Sinusoidal modelling aims at representing sounds by means of sinusoids plus noise signal models, in order to analyse and synthesis sounds.
The algorithms yielding a representation of sounds with the Fourier transform spectrum are not based on an explicit signal model, which can be used for instance for time stretch, or fundamental frequency estimation.
Representations based on sinusoidal modeling are higher level of sound representation, where perceptually different components, sinusoids and noise, are distinguished.
Signals produced with a source filter model – typically, vocal sounds, or strings for instance, are often periodic : they can be represented by a superposition of sinusoids, whose frequencies are in harmonic relation. In the case of a forced oscillation[1], which means that the vibrating body
In the case of free oscillation[2] systems – typically, percussions – sounds can be discribed as a superposition of modes. The oscillation is not forced, as with a bowed string. Each mode[3] produces a sinusoid, with its characteristic frequency. If modes are not too dense, the sound will be perceived as rather clean.
Each sinusoid has an index k, a time varying amplitude ak(n) and phase φk(n).
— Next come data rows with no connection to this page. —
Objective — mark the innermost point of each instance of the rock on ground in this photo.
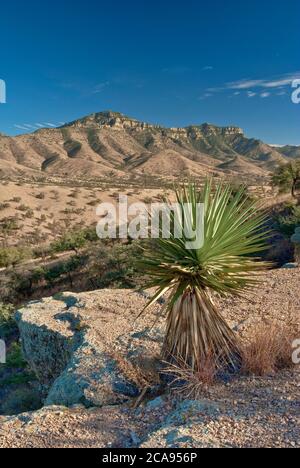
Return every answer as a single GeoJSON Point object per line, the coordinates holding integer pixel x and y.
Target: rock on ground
{"type": "Point", "coordinates": [89, 348]}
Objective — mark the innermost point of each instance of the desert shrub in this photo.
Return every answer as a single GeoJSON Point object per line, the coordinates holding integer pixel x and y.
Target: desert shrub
{"type": "Point", "coordinates": [29, 214]}
{"type": "Point", "coordinates": [289, 221]}
{"type": "Point", "coordinates": [7, 321]}
{"type": "Point", "coordinates": [13, 256]}
{"type": "Point", "coordinates": [23, 208]}
{"type": "Point", "coordinates": [269, 349]}
{"type": "Point", "coordinates": [70, 241]}
{"type": "Point", "coordinates": [188, 382]}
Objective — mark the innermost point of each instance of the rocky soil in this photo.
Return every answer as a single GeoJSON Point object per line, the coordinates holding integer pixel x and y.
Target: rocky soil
{"type": "Point", "coordinates": [94, 358]}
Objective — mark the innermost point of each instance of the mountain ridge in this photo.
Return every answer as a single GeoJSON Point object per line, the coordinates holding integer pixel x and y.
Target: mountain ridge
{"type": "Point", "coordinates": [108, 141]}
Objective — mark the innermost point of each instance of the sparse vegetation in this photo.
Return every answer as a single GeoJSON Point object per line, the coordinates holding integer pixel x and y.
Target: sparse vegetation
{"type": "Point", "coordinates": [287, 178]}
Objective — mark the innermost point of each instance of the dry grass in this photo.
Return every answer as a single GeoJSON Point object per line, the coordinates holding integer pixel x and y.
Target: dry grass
{"type": "Point", "coordinates": [188, 382]}
{"type": "Point", "coordinates": [269, 349]}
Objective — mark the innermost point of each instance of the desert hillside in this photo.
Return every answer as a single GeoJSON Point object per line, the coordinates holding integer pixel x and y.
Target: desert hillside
{"type": "Point", "coordinates": [111, 143]}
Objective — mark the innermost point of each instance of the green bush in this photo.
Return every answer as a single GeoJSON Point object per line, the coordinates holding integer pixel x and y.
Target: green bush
{"type": "Point", "coordinates": [288, 222]}
{"type": "Point", "coordinates": [7, 322]}
{"type": "Point", "coordinates": [12, 256]}
{"type": "Point", "coordinates": [21, 400]}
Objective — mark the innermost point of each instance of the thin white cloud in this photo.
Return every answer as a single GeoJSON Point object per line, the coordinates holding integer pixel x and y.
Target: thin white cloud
{"type": "Point", "coordinates": [20, 127]}
{"type": "Point", "coordinates": [276, 83]}
{"type": "Point", "coordinates": [29, 126]}
{"type": "Point", "coordinates": [265, 95]}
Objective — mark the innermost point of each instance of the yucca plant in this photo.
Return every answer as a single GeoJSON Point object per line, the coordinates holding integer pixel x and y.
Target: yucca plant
{"type": "Point", "coordinates": [226, 263]}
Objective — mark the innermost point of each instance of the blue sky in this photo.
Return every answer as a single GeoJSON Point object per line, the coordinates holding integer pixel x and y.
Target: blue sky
{"type": "Point", "coordinates": [167, 62]}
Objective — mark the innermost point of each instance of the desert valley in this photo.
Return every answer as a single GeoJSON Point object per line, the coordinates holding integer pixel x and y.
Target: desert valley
{"type": "Point", "coordinates": [83, 368]}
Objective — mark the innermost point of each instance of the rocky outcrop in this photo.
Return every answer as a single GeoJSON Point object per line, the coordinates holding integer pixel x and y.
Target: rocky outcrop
{"type": "Point", "coordinates": [89, 348]}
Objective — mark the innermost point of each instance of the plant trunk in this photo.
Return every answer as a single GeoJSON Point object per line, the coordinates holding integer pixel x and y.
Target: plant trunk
{"type": "Point", "coordinates": [196, 331]}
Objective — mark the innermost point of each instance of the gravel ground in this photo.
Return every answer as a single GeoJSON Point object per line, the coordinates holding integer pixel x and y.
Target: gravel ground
{"type": "Point", "coordinates": [246, 412]}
For a time continuous sinusoid, the frequency is the time derivative of the phase.
For a discrete time sinusoid, the frequency is defined as the phase difference of subsequent samples.
In this context, each signal can be interpreted as a sinusoid, but each sinusoidal component can also be perceived as individual entities, provided that its perceived quality is close to that of a stationary sinusoid.
The sinusoidal components are detected by the means of the amplitude and phase. The resulting set of sinusoidal components is represented as a superposition. They are substracted from the signal, with, as a result, the residual, that is, to put it shortly, the noise.
Their exist few algorithms that allow to distinguish between spectral peaks representing sinusoids and noise. Common techniques are based on features that are derived
from the form of the phase, frequency trajectory and amplitude spectrum smoothness. Sinusoids forming amplitude or frequency trajectories that are not sufficiently smooth are removed from the set of sinusoids. This selection is simplified in the case of harmonic sounds, since the expected frequency positions of sinusoids are supposed to be integer multiples of the fundamental frequency.
The residual combines signal noise and modeling error.
The sinusoidal analysis is performed on the Short Time Fourier Transform of the signal.
A sinusoid creates a prominent local peak, that is, a local maximum of the magnitude spectrum. For each frame, the peaks are determined searching these local maxima.
In each STFT frame the spectral peaks are detected.
Amplitude thresholds, among others, may be used to avoid processing a large number of peaks that will be qualified as noise.
For each selected peak, an estimation of the sinusoidal parameters is executed : amplitude, frequency. In many cases, the phase needs to be estimated to, in order to subtract the sinusoid from the sound.
Once the parameters of the spectral peaks have been estimated in each frame, the peaks have to be connected to form amplitude, frequency and phase trajectories to be synthesized,
As the values yielded by the STFT are comprized within each analysis frame, the values between the frames have to be interpolated. Therefore, a connection between the peaks in consecutive frames is created to render a coherent trajectory.
Although there isn't one algorithm for all situations, one algorithm allows to connect each peak in the previous frame to the closest peak in frequency, in the next frame. To avoid unreasonable jumps, the amplitude and frequency differences of the peaks are compared.
Only peaks that do not exceed a minimum variation for both parameters are connected.
Unconnected peaks belong to dying partials.
Peaks without any connections may represent a new born sinusoid.
The variation thresholds can be adapted to favor smoothness of amplitude and frequency trajectories.
Recent algorithms try to incorporate a trajectory model into the peak continuation algorithm.
The interpolation for the sinusoidal parameters corresponding on one hand to the frame rate, and on the other hand to the sample rate are interpolated. The resulting sinusoids are synthesized and substracted from the signal.
A dedicated noise model can be fitted to the residual spectrum. Common choice is based on a source-filter model, using a spectral envelope of the residual, and excitation using white noise.